Oranges are the only fruit
The golden age of marmalade, they say, is over. Volume sales are heading steadily down and the sticky citrus treat is the worst performing item in the nation’s jams, spreads and honey sector.
But in a productive corner of the Wiltshire countryside, my mother is single handedly keeping jar manufacturers in business. With unbounded energy, she peels, chops, simmers and bottles to the sound of Woman’s Hour and Classic FM.
As a child I would know it was the season by the thick, fruit-laden smell emanating from inside before my key was through the door. Vats of hazardous molten sugar filled the kitchen with a sweet fog and seating was a problem – most of the stools turned upside down, knotted muslin full of dripping fruit tethered to the four legs and collecting in a bowl below.
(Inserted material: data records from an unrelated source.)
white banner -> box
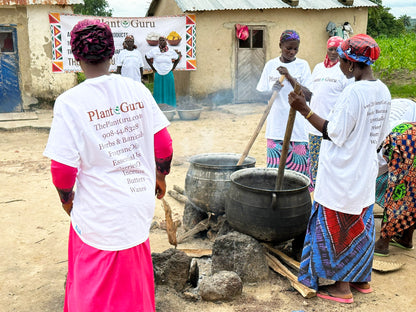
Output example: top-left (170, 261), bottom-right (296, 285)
top-left (49, 13), bottom-right (196, 72)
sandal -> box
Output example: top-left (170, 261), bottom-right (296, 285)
top-left (350, 283), bottom-right (373, 294)
top-left (390, 238), bottom-right (414, 250)
top-left (374, 249), bottom-right (390, 257)
top-left (316, 290), bottom-right (354, 303)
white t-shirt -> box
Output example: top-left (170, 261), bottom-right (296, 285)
top-left (307, 62), bottom-right (354, 136)
top-left (257, 57), bottom-right (312, 142)
top-left (116, 49), bottom-right (144, 81)
top-left (44, 74), bottom-right (169, 250)
top-left (146, 47), bottom-right (179, 76)
top-left (314, 80), bottom-right (391, 215)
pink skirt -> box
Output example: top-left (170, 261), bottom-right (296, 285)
top-left (64, 225), bottom-right (155, 312)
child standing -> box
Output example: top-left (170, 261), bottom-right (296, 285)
top-left (257, 30), bottom-right (313, 191)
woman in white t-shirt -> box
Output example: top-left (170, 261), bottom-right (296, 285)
top-left (145, 37), bottom-right (182, 107)
top-left (44, 20), bottom-right (172, 312)
top-left (289, 34), bottom-right (391, 303)
top-left (116, 35), bottom-right (144, 82)
top-left (307, 36), bottom-right (353, 184)
top-left (257, 30), bottom-right (313, 191)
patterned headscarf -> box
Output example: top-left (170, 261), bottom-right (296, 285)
top-left (280, 29), bottom-right (300, 43)
top-left (324, 36), bottom-right (344, 68)
top-left (337, 34), bottom-right (380, 65)
top-left (71, 19), bottom-right (114, 64)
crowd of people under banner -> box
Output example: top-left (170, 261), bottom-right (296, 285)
top-left (44, 20), bottom-right (416, 311)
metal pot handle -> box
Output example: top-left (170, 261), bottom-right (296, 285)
top-left (272, 193), bottom-right (277, 210)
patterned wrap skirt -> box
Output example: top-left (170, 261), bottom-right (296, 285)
top-left (309, 134), bottom-right (322, 185)
top-left (298, 201), bottom-right (375, 290)
top-left (380, 123), bottom-right (416, 238)
top-left (64, 225), bottom-right (156, 312)
top-left (376, 172), bottom-right (388, 208)
top-left (153, 71), bottom-right (176, 107)
top-left (267, 139), bottom-right (314, 192)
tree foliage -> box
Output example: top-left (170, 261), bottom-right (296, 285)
top-left (367, 0), bottom-right (406, 37)
top-left (74, 0), bottom-right (113, 16)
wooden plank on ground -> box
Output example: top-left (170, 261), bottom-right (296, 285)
top-left (266, 252), bottom-right (316, 298)
top-left (263, 243), bottom-right (300, 271)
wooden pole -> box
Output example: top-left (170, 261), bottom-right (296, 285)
top-left (276, 83), bottom-right (301, 191)
top-left (237, 75), bottom-right (285, 166)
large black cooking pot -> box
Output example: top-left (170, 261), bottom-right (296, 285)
top-left (225, 168), bottom-right (312, 243)
top-left (185, 153), bottom-right (256, 214)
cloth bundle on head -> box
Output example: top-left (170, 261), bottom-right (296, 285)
top-left (337, 34), bottom-right (380, 65)
top-left (280, 29), bottom-right (300, 43)
top-left (324, 36), bottom-right (344, 68)
top-left (70, 19), bottom-right (114, 64)
top-left (123, 35), bottom-right (137, 49)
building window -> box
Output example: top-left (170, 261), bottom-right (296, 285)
top-left (238, 26), bottom-right (263, 49)
top-left (0, 32), bottom-right (14, 52)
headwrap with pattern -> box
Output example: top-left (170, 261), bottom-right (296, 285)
top-left (280, 29), bottom-right (300, 43)
top-left (337, 34), bottom-right (380, 65)
top-left (70, 19), bottom-right (114, 64)
top-left (324, 36), bottom-right (344, 68)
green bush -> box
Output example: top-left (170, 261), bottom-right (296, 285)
top-left (373, 33), bottom-right (416, 98)
top-left (374, 33), bottom-right (416, 78)
top-left (77, 72), bottom-right (86, 83)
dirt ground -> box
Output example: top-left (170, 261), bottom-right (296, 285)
top-left (0, 104), bottom-right (416, 312)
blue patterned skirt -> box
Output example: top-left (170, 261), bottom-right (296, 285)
top-left (309, 134), bottom-right (322, 184)
top-left (267, 139), bottom-right (314, 192)
top-left (298, 202), bottom-right (375, 290)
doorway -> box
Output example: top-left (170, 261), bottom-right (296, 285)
top-left (235, 26), bottom-right (266, 103)
top-left (0, 26), bottom-right (23, 113)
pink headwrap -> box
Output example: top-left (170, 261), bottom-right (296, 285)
top-left (70, 19), bottom-right (114, 64)
top-left (324, 36), bottom-right (344, 68)
top-left (337, 34), bottom-right (380, 65)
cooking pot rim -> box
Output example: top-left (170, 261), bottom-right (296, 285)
top-left (189, 153), bottom-right (256, 169)
top-left (230, 168), bottom-right (310, 193)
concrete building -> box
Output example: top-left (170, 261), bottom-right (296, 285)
top-left (0, 0), bottom-right (84, 113)
top-left (147, 0), bottom-right (376, 104)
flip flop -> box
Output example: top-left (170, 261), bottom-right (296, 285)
top-left (316, 290), bottom-right (354, 303)
top-left (350, 283), bottom-right (373, 294)
top-left (390, 238), bottom-right (415, 250)
top-left (374, 249), bottom-right (390, 257)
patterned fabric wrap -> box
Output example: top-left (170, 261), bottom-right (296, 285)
top-left (324, 36), bottom-right (344, 68)
top-left (298, 202), bottom-right (375, 290)
top-left (71, 19), bottom-right (114, 64)
top-left (337, 34), bottom-right (380, 65)
top-left (309, 134), bottom-right (322, 185)
top-left (280, 29), bottom-right (300, 43)
top-left (380, 123), bottom-right (416, 238)
top-left (153, 71), bottom-right (176, 107)
top-left (376, 172), bottom-right (388, 207)
top-left (267, 139), bottom-right (314, 192)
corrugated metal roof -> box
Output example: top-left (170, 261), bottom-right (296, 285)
top-left (172, 0), bottom-right (377, 12)
top-left (0, 0), bottom-right (84, 6)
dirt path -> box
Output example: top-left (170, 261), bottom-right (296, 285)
top-left (0, 105), bottom-right (416, 312)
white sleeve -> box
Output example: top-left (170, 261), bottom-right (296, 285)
top-left (256, 63), bottom-right (272, 92)
top-left (43, 97), bottom-right (82, 168)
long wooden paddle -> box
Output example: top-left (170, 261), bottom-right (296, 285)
top-left (276, 83), bottom-right (301, 191)
top-left (237, 75), bottom-right (285, 166)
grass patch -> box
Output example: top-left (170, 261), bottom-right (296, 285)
top-left (388, 83), bottom-right (416, 100)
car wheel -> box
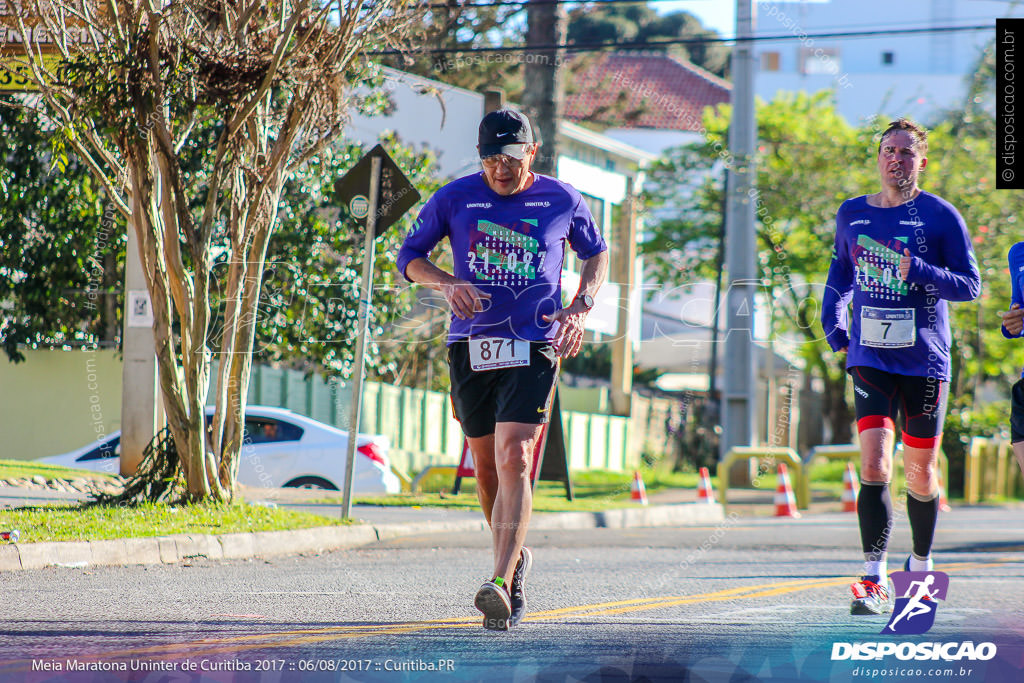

Anything that could make a jam or jelly was included in the process, but marmalade was always the winner when it came to thick, crumbly toast.
Anyone wishing to preserve the king of breakfast treats can follow my lovely mother’s simple recipe:
- Squeeze 1.5kg of Seville oranges
- Shred the rind (by hand if you can be bothered)
- Tie the pith and pips in a muslin bag
- Put the juice, rind and bag with 4 litres of water and the juice of two lemons in a large saucepan.
- Bring it to the boil, then simmer uncovered for two-and-a-half hours or until the rind is soft.
- Remove the muslin bag and let it cool, then squeeze the liquid from it into the pan (this is the gloopy, cloudy pectin that makes the marmalade set)
- Add 3kg of sugar and stir until dissolved. Let it boil for 20 minutes.
- It should be ready, but a clever trick to check is to put a saucer into the freezer for a few minutes, then dribble a bit of the mix into it. If it wrinkles and sets a bit then its good to go.
Get the jars out, activate toaster and feel all patriotic and smug. Just don’t take the pith.